The city’s residents have raised concerns about property tax increases that they don’t see reflected in new or expanded services. Roughly 80 percent of the city’s property taxes go to pensions, and 10 percent pay for other debt.

Still, the increased contributions led to the city’s first credit-rating upgrades in a decade, pulling Chicago out of junk territory. But the future of its ratings, which affect the city’s cost of borrowing, could hinge on the health of those very retirement systems. Pensions remain a credit risk for Chicago, and the unfunded portion is its most significant long-term liability, according to Moody’s Investors Service.

“When we save the pension funds, we save the city,” said Melissa Conyears-Ervin, Chicago’s treasurer, who oversees about $10 billion in city assets.

Not the Time to Sell Assets

The city’s pension funds have long turned to some desperate measures: selling off assets to pay current expenses. The Municipal Employees’ Annuity and Benefit Fund, the biggest of Chicago’s four funds, sold about $321.3 million in assets last year, $366.3 million in 2020, and $471.1 million in 2019, according to financial statements.

Having to sell assets in a market downturn would increase the likelihood that the funds would endure a loss on their investments, and a smaller asset base would mean future gains may be lower as well, according Boston College’s Aubry.
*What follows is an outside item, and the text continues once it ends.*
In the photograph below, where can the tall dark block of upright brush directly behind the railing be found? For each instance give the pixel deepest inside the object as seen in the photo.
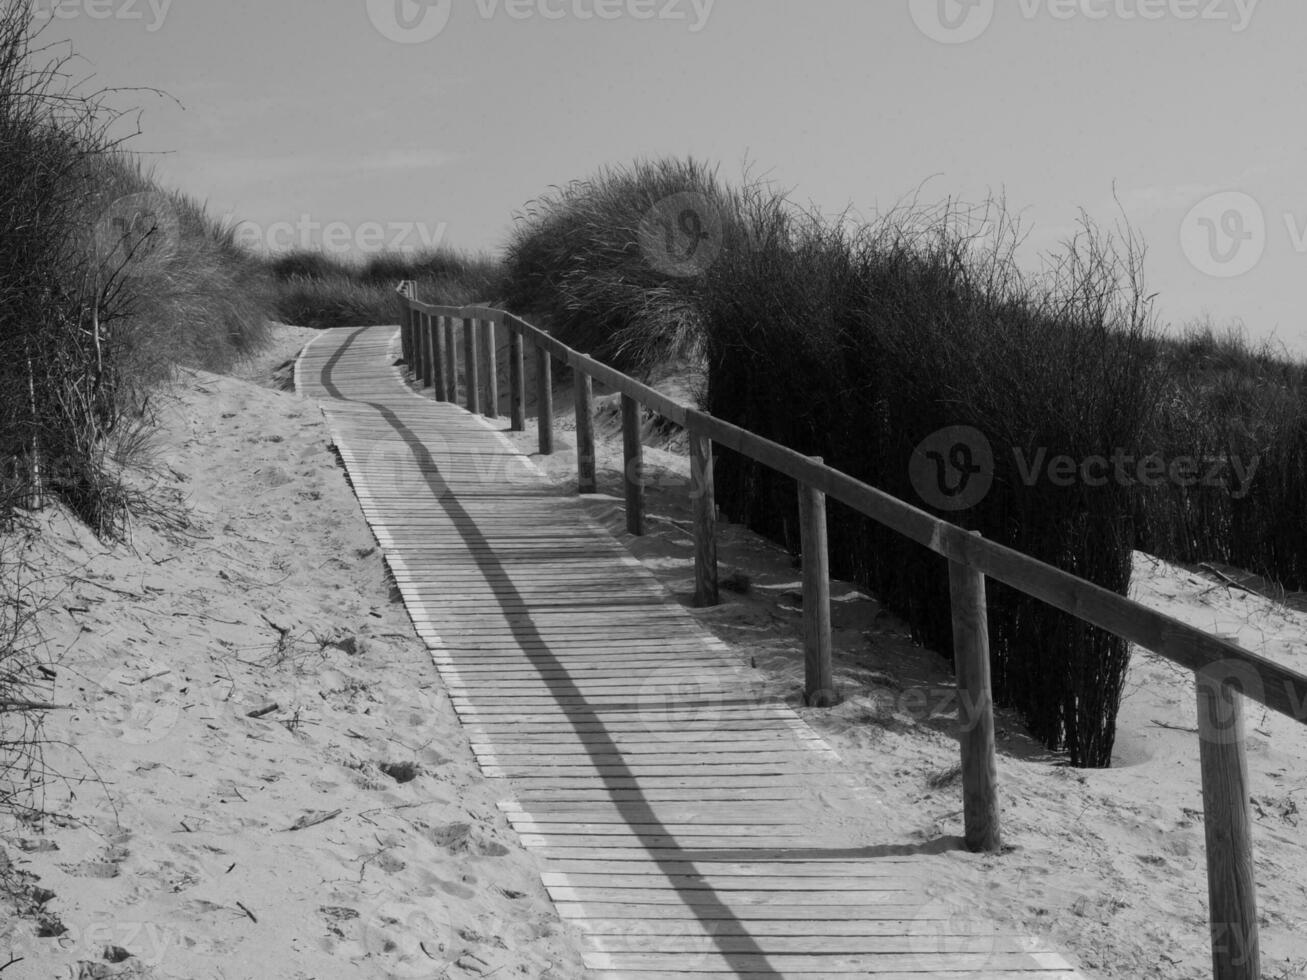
(857, 343)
To tap another revenue source, this month the City Council gave its final approval for Bally’s Corp. to build Chicago’s first casino as part of an entertainment complex. The company provided $40 million up front, and the city expects $200 million annually in revenue once the permanent casino opens. The casino revenue will be funneled to the police and fire pension funds, but the Illinois Gaming Board still needs to sign off on the project.

“One of the critical factors is that the city adheres to the new funding policy and continues at this strong level,” said David Levett, an analyst at Moody’s, which in November raised the city’s rating by one level to Baa3, freeing Chicago from its one below-investment-grade rating for the first time since 2015.

Another problem Chicago faces is that the ratio of fixed costs, including debt and retirement benefits, to city revenue is much higher than that of its peers. In 2020, Chicago’s fixed-cost ratio was 41.6 percent, compared with a median of 12 percent for peer cities, according to the latest comparable data from Moody’s. In 2021, Chicago’s fixed-cost ratio declined to 36.5 percent.

Jennie Bennett, Chicago’s CFO, noted that property taxes didn’t go up for nearly two decades, even as costs increased. Property taxes began rising starting in 2015. Bennett said that the city will continue to monitor the performance of the funds, and that Chicago is planning to stick to its new policy to add funds to keep the unfunded liability from growing, but she’s not committing to advances at the same level as this year.

“Part of the challenge of our pension funds is you are always climbing an uphill battle,” said Bennett.